The Java Language Specification, Chapter 5: Conversion and Promotion addresses this issue:
5.1.2 Widening Primitive Conversion
The following 19 specific conversions
on primitive types are called the
widening primitive conversions:
byte to short, int, long, float, or double
short to int, long, float, or double
char to int, long, float, or double
int to long, float, or double
long to float or double
float to double
Widening primitive conversions do not lose information about the overall magnitude of a numeric value.
...
Conversion of an int or a long value to float, or of a long value to double, may result in loss of precision-that is, the result may lose some of the least significant bits of the value. In this case, the resulting floating-point value will be a correctly rounded version of the integer value
To put it another way, the JLS distinguishes between a loss of magnitude and a loss of precision.

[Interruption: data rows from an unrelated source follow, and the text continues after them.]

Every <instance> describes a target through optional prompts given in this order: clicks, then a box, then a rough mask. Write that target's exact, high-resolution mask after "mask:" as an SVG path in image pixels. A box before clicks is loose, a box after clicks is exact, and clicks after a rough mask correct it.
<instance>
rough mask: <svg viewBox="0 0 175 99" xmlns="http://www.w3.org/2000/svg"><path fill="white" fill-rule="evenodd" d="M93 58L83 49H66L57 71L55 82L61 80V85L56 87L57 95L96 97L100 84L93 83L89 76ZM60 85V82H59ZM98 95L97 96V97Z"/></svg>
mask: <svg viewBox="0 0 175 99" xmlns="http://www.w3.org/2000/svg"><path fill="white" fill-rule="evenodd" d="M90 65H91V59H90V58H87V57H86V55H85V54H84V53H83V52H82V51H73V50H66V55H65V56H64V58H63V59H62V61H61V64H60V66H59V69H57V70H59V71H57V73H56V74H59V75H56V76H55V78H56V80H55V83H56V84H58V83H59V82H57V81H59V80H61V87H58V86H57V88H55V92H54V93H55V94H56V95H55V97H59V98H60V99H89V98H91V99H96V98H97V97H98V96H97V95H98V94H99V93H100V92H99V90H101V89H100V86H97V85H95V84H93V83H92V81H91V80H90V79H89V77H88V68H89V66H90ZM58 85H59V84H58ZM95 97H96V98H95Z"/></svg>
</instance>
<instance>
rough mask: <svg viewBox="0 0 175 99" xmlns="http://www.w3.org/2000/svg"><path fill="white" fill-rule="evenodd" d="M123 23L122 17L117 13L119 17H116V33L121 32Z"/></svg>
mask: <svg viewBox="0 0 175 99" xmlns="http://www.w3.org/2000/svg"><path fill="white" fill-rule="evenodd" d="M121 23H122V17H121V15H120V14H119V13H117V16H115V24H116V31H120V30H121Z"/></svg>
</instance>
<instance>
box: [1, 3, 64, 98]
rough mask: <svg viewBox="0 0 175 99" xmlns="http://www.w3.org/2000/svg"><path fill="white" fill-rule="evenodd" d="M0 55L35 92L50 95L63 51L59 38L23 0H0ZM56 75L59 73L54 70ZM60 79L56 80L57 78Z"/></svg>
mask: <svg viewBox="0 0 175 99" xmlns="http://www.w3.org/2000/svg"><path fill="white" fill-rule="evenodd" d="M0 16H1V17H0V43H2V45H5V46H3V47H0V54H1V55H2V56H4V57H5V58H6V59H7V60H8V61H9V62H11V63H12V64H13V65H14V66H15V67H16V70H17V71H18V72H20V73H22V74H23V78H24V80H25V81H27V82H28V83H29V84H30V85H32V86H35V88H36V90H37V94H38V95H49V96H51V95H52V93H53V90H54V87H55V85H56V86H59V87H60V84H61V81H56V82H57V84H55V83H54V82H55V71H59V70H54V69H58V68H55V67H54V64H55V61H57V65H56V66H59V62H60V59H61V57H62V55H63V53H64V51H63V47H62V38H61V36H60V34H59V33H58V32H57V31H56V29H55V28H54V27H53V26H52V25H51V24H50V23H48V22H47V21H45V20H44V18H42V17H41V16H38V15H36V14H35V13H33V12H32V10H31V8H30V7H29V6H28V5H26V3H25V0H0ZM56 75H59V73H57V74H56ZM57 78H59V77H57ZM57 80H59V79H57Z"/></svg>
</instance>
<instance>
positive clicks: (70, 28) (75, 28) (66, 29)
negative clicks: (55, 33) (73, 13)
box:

int to byte for example is a (potential) loss of magnitude because you can't store 500 in a byte.
long to float is a potential loss of precision but not magnitude because the value range for floats is larger than that for longs.
So the rule is:
Loss of magnitude: explicit cast required;
Loss of precision: no cast required.
Subtle? Sure. But I hope that clears that up.
Though you're correct that a long uses more bits internally than a float, the java language works on a widening path:
byte -> short -> int -> long -> float -> double
To convert from left to right (a widening conversion), there is no cast necessary (which is why long to float is allowed). To convert right to left (a narrowing conversion) an explicit cast is necessary.
Somewhere I heard this. Float can store in exponential form as is we write it. '23500000000' is stored as '2.35e10' .So, float has space to occupy the range of values of long. Storing in exponential form is also the reason for precision loss.